Во время перевозки осужденных охрана решила сделать остановку в кабачке в какой-то заброшенной деревушке. Там агент республиканской партии умудрился передать каторжникам несколько политических листовок, которые были направлены против правительства Луи Филиппа и призывали к свержению этого короля. Агенты не пропускали никого, кто был готов слушать их призывы и читать их воззвания.
Вручили такую листовку и капитану.
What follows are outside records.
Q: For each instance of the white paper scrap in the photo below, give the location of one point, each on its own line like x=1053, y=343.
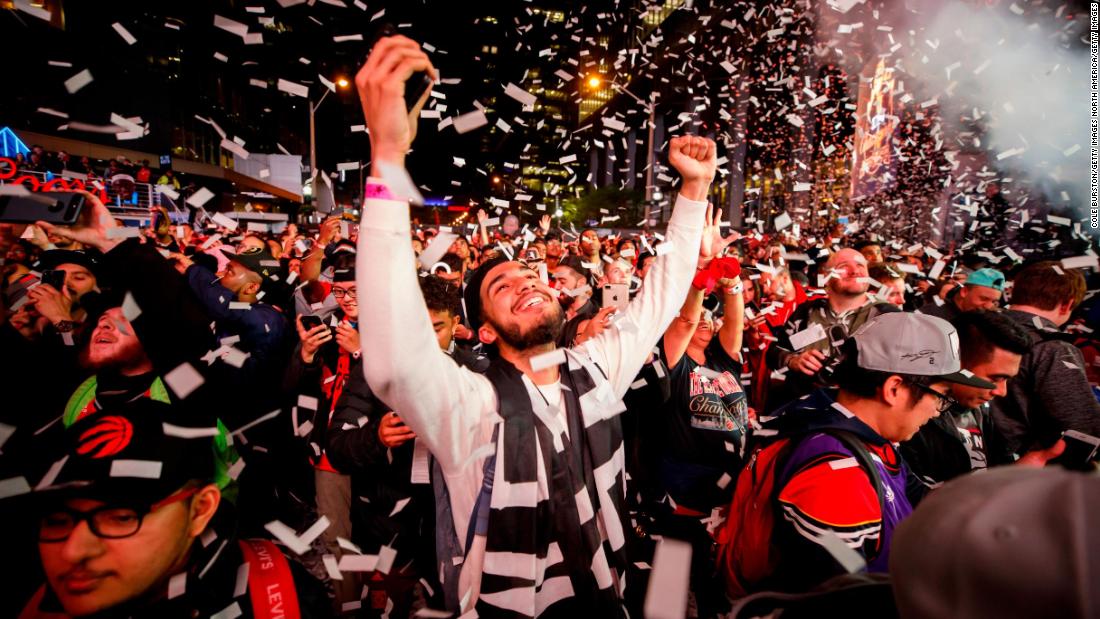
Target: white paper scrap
x=123, y=33
x=200, y=198
x=667, y=594
x=806, y=336
x=543, y=361
x=143, y=468
x=184, y=379
x=78, y=81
Сначала он не обратил на нее никакого внимания, но жандармы болтали и бражничали настолько долго, что он, устав держать листовку в руке, в конце концов от скуки невольно пробежал глазами по строчкам и с удивлением, на какое еще был способен его ослабевший рассудок, увидел свое имя. Тогда он прочел весь текст, который гласил:
«Мы намерены представить гражданам Франции новое прискорбное свидетельство того, как пекутся в нашем отечестве о соблюдении справедливости. Законы обещают нам гласность судебного разбирательства. Пусть, однако, следующие факты, за достоверность которых мы готовы поручиться, покажут читателям, как соблюдают этот закон люди, находящиеся сейчас у кормила власти.
Среди лиц, причастных к Булонскому делу, находился и некий капитан Моррель, бывший армейский офицер. В силу определенных обстоятельств и, вероятно, опасаясь его заявлений, Морреля исключили из числа обвиняемых, представших перед Палатой пэров. Его держали в одиночной камере и устроили ему закрытый процесс. Капитан Моррель исчез, и, если бы не странный случай, общественность никогда не узнала бы о его судьбе.
Некоторое время назад госпожа Моррель получила письмо, где ее супруг сообщал, что благополучно спасся и вскоре вновь даст о себе знать. Несколько недель спустя за первым письмом последовало второе, в котором муж — так по крайней мере полагала госпожа Моррель — просил ее отправиться в Страсбург, где она получит дополнительные сведения. Молодая женщина, расстроенная исчезновением мужа и страстно ожидающая встречи с ним, поехала в Страсбург одна, в сопровождении только старого слуги, захватив с собой маленького сына. Ее зять не мог отправиться вместе с ней, поскольку с минуты на минуту ожидал разрешения своей жены от бремени.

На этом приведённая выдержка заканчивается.